De fait, il est vraiment petit, surtout avec un objectif rentrant (comme le Zorki 1c que je vous ai présenté il y a peu). Il est en tout cas moins grand que le M3 qui lui succède. Il est léger : tout nu, il pèse 432gr (contre 592 pour le M3) et avec un Jupiter 3, il fait 582 gr sur la balance. Enfin, il est silencieux, juste un clic un peu sourd.

Comparaison de tailles : derrière à gauche, le Leica M3 et à son côté, le Leica M5; devant, le Zorki Ic et le Leica IIIf

Une bien belle machine à faire des photos et à rêver …

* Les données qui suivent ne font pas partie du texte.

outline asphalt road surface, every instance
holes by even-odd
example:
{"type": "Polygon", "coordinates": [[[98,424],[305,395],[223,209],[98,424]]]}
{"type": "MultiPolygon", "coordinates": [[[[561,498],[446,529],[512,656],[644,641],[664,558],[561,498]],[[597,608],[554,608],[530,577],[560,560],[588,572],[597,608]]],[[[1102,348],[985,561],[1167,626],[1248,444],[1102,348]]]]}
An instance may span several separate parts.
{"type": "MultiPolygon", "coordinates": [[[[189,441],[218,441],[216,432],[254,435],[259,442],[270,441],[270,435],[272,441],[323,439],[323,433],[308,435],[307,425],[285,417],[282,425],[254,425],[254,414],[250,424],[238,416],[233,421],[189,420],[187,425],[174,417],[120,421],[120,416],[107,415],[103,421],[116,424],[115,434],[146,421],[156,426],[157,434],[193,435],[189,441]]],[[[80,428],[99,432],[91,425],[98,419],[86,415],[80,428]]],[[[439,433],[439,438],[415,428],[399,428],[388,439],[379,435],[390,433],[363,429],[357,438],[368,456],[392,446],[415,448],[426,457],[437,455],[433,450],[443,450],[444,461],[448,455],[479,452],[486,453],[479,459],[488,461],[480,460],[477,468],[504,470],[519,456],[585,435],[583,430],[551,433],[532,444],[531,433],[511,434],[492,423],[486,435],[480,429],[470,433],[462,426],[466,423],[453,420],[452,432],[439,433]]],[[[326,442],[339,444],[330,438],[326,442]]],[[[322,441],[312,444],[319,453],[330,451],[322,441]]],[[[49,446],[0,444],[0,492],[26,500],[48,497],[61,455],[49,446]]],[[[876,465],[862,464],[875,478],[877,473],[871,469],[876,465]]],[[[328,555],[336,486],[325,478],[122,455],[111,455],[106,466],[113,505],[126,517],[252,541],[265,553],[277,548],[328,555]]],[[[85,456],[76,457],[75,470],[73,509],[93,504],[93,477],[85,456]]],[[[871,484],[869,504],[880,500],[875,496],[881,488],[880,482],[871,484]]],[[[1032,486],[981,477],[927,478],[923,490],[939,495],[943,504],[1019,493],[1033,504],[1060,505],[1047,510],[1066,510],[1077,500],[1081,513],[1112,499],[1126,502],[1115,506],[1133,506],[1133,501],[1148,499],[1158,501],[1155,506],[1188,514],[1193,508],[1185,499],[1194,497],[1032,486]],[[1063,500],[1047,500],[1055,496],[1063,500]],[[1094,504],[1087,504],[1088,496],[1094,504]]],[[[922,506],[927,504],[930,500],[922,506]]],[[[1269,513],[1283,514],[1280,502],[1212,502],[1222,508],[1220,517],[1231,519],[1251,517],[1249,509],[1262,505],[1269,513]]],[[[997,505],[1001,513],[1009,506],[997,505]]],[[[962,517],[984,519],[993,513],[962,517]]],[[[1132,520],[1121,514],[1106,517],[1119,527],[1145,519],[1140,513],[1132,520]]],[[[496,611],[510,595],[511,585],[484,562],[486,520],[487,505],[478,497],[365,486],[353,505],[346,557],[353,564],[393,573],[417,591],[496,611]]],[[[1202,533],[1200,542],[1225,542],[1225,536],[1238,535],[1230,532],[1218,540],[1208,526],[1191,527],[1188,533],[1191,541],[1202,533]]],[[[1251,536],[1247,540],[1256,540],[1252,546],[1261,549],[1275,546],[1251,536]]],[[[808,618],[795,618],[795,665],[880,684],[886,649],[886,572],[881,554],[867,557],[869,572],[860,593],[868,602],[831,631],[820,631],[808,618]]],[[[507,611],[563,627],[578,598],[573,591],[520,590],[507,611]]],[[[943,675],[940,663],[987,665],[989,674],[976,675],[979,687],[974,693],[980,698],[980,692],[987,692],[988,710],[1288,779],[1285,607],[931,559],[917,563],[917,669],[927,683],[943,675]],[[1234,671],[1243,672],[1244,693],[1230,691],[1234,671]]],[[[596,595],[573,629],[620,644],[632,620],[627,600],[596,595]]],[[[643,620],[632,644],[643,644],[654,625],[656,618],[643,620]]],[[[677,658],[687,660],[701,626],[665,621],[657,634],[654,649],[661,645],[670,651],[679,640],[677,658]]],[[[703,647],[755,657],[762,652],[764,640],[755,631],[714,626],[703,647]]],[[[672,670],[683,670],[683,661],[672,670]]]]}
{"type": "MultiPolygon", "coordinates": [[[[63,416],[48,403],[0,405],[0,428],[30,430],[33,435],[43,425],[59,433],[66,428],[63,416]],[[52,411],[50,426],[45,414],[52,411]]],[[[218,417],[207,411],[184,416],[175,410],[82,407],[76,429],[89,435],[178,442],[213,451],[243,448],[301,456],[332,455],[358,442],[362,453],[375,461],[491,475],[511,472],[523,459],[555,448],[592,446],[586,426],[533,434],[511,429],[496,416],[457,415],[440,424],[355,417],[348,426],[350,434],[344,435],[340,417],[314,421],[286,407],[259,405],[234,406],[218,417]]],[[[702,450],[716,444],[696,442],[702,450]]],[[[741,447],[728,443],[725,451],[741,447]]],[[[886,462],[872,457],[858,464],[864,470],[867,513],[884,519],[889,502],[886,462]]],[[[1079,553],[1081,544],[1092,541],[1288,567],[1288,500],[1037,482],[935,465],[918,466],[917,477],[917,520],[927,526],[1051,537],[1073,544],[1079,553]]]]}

Ceci étant, la qualité de fabrication, qui est bien réelle, à son revers : à moins d’être un excellent bricoleur, patient, méticuleux, il est difficile de démonter un Leica IIIf, ne fut-ce que pour nettoyer le télémètre qui, avec les années, peut devenir un peu moins lumineux. Vous verrez quelques tutos à ce sujet sur la grand toile. Par comparaison, démonter un Zorki Ic est (presque) un jeu d’enfant et bien plus facile. Et pourtant, le Zorki Ic ne démérite pas au niveau qualité de fabrication. Pour la petite histoire, le SAV de Leica peut encore vous assurer l’entretien et quelques réparations sur ces vieux appareils. Costaud je vous disais …

Comparatif entre le Zorki Ic (à gauche) et le Leica III f (à droite)

Je vais attendre un peu avant de vous présenter les sensations de prise de vue et les photos captées avec cet appareil, les circonstances actuelles (confinement) ne me permettent pas de déposer le film dans mon labo habituel ni de sortir bien loin.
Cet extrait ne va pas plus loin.